- Born: Victor Grgurinovic November 26, 1924 Aberdeen, Washington
- Died: November 5, 2000 (aged 75) Mountain View, California
- Education: University of Washington Stanford University
- Occupations: Co-founder of Fairchild Semiconductor Professor at Stanford & UC Berkeley
- Children: Nicholas P. Grinich Anita Grinich Philip Grinich

= Victor Grinich =

American businessman (1924–2000)

Victor Henry Grinich (November 26, 1924 - November 5, 2000) was a pioneer in the semiconductor industry and a member of the "traitorous eight" that founded Fairchild Semiconductor in Silicon Valley.

==Early life and education==
Born to Croatian immigrant parents, his original surname was Grgurinovic. Born in Aberdeen, Washington, he served in the United States Navy during World War II. To make his last name easier to pronounce during military roll calls, he officially changed it to "Grinich".

Grinich received a bachelor's degree from the University of Washington in 1946 and a master's degree in 1949, and then earned a Ph.D. in 1951 from Stanford University.

==Career==
Initially a researcher at SRI International, he worked at the seminal Shockley Semiconductor Laboratory of Beckman Instruments, and then left with other disgruntled members of the "traitorous eight" to create the influential Fairchild Semiconductor corporation.

Among the physicists, mathematicians and metallurgists in the group, Grinich was the only electrical engineer.

Grinich left Fairchild in 1968 to study computer science while teaching electrical engineering at UC Berkeley. He later taught at Stanford University as well. In 1975, he published a textbook, Introduction to Integrated Circuits.

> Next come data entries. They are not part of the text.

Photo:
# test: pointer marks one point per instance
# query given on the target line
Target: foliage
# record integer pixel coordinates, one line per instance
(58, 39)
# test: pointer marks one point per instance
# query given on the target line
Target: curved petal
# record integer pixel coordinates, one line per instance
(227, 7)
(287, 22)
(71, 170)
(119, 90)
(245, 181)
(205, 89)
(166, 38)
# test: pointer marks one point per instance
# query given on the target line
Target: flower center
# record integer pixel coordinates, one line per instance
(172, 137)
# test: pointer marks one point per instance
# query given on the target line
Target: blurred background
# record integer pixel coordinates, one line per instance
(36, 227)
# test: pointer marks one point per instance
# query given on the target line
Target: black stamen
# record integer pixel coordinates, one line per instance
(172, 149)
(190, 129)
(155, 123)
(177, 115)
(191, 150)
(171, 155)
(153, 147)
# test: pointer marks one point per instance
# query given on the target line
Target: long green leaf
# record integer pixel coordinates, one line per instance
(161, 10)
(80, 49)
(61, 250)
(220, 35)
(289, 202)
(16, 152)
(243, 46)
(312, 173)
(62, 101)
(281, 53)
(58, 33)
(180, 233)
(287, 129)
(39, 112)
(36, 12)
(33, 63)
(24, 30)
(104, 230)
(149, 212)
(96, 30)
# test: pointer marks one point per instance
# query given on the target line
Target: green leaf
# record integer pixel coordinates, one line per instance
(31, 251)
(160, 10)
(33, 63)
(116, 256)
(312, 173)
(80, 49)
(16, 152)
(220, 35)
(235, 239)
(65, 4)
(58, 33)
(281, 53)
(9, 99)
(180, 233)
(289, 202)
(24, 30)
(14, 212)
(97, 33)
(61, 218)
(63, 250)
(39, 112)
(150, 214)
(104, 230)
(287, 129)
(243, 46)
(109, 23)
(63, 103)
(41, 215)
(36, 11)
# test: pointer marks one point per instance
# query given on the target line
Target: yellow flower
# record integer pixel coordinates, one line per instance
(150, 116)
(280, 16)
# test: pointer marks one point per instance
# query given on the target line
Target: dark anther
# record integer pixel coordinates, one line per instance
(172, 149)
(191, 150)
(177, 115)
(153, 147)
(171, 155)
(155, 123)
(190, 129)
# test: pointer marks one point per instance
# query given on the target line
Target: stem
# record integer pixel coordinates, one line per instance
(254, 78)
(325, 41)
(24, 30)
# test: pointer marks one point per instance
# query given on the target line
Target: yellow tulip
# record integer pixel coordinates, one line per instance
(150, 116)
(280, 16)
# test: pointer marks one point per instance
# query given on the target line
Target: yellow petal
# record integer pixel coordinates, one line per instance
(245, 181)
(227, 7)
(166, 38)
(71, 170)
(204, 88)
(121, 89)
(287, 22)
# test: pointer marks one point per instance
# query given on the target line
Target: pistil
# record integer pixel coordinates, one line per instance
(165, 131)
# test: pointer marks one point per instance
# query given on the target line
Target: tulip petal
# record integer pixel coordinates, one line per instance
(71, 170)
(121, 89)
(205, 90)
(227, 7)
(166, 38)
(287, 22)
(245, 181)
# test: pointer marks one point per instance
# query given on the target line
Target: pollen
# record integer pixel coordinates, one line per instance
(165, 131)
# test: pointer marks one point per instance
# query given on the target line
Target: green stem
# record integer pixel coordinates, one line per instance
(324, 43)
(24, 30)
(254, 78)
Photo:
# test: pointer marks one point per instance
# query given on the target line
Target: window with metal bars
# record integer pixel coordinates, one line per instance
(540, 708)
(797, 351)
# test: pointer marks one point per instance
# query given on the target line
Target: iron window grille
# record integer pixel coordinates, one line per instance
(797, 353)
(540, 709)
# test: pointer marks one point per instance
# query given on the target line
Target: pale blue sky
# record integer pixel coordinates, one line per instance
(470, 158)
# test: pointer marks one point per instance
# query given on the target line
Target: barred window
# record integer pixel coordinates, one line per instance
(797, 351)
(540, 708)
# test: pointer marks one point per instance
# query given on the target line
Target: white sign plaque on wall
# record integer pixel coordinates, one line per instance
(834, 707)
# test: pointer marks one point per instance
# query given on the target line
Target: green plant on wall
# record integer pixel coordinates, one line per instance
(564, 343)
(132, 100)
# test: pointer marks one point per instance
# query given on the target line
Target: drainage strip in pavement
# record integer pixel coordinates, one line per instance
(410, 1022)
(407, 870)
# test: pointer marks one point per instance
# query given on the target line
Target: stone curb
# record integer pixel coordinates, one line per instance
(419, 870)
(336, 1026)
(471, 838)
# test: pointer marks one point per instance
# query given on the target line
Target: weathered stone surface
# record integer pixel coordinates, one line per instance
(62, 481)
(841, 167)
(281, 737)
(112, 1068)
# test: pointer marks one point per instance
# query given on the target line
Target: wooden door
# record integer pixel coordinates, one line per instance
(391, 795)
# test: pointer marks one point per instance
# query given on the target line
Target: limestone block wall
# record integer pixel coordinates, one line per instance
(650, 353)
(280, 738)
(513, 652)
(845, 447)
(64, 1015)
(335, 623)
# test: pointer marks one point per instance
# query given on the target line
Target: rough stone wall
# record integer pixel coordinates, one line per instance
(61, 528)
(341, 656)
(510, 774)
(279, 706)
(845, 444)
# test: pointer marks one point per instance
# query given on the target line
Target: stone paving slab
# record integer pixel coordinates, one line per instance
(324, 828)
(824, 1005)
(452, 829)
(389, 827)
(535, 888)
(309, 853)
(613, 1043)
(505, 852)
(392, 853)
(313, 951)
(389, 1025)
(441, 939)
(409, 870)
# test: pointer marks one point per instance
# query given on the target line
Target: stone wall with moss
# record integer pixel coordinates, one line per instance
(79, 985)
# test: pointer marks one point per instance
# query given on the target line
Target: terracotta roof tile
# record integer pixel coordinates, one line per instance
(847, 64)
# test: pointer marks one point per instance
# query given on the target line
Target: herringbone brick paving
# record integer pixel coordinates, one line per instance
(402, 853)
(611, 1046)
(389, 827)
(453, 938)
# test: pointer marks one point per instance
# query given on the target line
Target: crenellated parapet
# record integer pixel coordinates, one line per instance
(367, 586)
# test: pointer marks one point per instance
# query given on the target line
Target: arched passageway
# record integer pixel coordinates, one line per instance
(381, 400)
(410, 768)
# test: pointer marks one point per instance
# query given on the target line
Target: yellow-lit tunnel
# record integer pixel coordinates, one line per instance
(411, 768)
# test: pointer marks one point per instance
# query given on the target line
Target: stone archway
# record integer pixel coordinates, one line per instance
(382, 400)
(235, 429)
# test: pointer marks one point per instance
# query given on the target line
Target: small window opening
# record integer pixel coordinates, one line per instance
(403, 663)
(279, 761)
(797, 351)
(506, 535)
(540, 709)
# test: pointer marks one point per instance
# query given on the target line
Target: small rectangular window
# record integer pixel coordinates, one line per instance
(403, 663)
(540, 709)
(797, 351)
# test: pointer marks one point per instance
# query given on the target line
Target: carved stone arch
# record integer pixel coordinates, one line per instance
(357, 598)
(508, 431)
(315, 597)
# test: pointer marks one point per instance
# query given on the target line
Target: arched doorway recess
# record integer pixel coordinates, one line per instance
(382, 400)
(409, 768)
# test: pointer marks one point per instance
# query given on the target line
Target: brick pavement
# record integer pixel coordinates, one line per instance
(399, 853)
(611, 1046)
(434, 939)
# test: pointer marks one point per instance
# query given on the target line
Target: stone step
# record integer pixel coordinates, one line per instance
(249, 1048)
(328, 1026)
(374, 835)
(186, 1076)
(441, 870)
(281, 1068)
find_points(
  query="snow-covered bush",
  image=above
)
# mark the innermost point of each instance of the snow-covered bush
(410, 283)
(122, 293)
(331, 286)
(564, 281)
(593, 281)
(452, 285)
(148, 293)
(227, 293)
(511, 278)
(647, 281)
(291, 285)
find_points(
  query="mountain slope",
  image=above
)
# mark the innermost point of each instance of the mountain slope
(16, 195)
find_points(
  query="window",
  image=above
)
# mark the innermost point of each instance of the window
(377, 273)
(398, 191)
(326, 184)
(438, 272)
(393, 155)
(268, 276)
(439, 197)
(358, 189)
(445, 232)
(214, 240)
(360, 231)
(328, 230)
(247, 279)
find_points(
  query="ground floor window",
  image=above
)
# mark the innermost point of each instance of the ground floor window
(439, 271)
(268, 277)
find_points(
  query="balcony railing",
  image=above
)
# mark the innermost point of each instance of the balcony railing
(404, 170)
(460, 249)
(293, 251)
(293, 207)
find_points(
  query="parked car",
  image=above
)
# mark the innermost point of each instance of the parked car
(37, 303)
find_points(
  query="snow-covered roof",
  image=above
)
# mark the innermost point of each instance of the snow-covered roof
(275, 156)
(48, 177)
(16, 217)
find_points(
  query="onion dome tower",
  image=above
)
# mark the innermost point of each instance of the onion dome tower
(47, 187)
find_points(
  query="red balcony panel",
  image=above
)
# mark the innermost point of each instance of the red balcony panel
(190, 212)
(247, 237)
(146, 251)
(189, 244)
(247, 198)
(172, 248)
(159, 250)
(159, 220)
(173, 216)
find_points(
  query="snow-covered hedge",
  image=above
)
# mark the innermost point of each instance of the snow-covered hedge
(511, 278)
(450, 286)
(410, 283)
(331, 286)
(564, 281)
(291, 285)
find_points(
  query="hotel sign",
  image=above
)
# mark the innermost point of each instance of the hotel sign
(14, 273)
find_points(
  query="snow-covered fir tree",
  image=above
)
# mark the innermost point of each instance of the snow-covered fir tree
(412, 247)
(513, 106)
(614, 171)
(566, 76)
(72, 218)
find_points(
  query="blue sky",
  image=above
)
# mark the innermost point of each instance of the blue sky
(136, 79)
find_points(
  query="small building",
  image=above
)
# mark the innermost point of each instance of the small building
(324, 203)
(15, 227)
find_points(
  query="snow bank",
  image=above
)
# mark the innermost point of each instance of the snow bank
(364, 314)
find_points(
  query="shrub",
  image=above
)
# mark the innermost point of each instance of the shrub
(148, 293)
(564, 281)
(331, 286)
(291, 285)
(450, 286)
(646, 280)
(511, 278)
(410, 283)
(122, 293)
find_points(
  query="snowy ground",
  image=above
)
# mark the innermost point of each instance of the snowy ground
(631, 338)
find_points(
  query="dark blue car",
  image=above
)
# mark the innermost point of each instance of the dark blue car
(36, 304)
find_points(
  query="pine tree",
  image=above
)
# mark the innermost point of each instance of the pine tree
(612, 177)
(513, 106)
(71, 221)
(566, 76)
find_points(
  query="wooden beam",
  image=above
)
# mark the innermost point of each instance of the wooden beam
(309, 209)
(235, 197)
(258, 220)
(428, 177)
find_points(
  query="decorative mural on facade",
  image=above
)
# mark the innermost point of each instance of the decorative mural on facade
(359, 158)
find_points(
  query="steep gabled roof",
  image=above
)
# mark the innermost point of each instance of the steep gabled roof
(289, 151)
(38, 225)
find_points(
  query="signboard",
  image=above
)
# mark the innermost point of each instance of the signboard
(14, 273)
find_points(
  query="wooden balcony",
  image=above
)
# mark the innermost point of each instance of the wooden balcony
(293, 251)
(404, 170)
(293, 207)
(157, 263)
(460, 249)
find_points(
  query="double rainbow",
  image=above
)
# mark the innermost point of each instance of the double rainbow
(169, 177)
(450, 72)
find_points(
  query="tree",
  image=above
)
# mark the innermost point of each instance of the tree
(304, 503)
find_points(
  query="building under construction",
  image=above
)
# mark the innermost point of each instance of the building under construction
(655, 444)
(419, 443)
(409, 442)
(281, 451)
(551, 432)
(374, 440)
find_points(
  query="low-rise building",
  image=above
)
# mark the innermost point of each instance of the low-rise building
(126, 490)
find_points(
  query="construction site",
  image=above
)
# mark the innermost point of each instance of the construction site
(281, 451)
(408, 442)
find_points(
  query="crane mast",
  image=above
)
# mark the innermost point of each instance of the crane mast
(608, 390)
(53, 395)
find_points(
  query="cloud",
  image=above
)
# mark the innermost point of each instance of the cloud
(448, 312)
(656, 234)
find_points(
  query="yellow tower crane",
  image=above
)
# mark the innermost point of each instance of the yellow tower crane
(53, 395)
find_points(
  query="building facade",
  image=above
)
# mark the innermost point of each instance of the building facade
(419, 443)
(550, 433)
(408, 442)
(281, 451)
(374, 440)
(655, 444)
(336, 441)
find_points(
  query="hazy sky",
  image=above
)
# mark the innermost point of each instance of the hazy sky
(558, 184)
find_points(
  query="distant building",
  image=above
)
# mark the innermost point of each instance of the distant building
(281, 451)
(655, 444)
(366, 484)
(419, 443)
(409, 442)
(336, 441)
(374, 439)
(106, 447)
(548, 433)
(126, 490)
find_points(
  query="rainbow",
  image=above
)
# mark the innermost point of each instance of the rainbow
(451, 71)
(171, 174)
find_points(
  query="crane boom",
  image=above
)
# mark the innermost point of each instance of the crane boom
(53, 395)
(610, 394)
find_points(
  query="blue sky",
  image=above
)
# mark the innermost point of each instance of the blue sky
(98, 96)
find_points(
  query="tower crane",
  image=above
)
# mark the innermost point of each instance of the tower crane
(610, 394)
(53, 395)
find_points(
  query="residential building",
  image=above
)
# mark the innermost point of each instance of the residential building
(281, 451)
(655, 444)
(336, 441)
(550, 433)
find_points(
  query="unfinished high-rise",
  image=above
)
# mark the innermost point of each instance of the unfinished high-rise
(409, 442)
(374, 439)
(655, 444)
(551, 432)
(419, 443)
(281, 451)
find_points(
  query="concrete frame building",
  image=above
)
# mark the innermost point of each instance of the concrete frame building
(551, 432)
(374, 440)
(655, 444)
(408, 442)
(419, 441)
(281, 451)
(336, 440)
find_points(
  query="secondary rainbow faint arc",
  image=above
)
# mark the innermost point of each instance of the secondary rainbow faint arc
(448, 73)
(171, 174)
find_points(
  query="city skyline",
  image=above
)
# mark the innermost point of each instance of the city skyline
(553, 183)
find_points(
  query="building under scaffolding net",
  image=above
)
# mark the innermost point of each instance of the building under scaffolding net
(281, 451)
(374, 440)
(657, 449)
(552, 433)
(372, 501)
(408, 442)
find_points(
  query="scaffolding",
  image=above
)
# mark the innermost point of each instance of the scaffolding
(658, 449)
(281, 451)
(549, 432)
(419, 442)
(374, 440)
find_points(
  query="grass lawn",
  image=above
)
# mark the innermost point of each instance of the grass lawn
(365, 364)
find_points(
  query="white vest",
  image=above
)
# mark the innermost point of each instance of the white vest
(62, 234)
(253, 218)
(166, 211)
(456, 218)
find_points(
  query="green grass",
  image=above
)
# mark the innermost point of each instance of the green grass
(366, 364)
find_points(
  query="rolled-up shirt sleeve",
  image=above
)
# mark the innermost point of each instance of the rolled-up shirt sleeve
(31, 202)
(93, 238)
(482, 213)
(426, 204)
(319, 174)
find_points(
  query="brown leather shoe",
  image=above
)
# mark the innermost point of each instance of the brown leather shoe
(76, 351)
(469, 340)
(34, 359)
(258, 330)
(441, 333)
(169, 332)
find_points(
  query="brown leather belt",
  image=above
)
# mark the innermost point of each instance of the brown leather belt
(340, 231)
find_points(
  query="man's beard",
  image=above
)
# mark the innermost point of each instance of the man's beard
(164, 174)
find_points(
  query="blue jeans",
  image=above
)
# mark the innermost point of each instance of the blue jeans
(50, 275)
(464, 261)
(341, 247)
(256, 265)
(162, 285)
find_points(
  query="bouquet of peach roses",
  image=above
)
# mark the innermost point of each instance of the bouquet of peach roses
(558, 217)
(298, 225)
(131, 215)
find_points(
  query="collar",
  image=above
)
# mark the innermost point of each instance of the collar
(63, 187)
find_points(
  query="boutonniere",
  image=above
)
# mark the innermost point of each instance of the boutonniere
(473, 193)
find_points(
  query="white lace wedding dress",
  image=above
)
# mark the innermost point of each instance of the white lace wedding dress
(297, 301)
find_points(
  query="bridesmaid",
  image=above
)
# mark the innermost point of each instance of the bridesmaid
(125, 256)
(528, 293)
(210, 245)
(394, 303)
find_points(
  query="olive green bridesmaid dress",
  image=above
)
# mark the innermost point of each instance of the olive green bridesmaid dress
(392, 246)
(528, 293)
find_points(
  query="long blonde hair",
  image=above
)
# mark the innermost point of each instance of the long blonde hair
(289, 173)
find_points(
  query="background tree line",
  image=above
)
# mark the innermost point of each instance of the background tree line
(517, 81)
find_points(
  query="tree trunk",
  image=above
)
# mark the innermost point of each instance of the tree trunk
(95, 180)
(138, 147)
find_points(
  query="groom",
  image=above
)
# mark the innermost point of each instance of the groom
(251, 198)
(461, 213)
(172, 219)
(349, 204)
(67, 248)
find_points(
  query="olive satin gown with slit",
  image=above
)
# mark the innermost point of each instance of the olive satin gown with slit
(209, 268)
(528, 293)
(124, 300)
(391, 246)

In 1978, he was appointed chief executive officer of Identronix, a company that pioneered Radio-frequency identification systems, which are now used extensively in anti-theft tags. In 1985, Grinich founded and became CEO of Escort Memory Systems to commercialize RFID tags for industrial applications. EMS was acquired by Datalogic in 1989.

In 1993, he co-founded Arkos Design, a manufacturer of emulators. The company was acquired by Synopsys in 1995. Grinich retired in 1997 and died of prostate cancer in 2000, at age 75.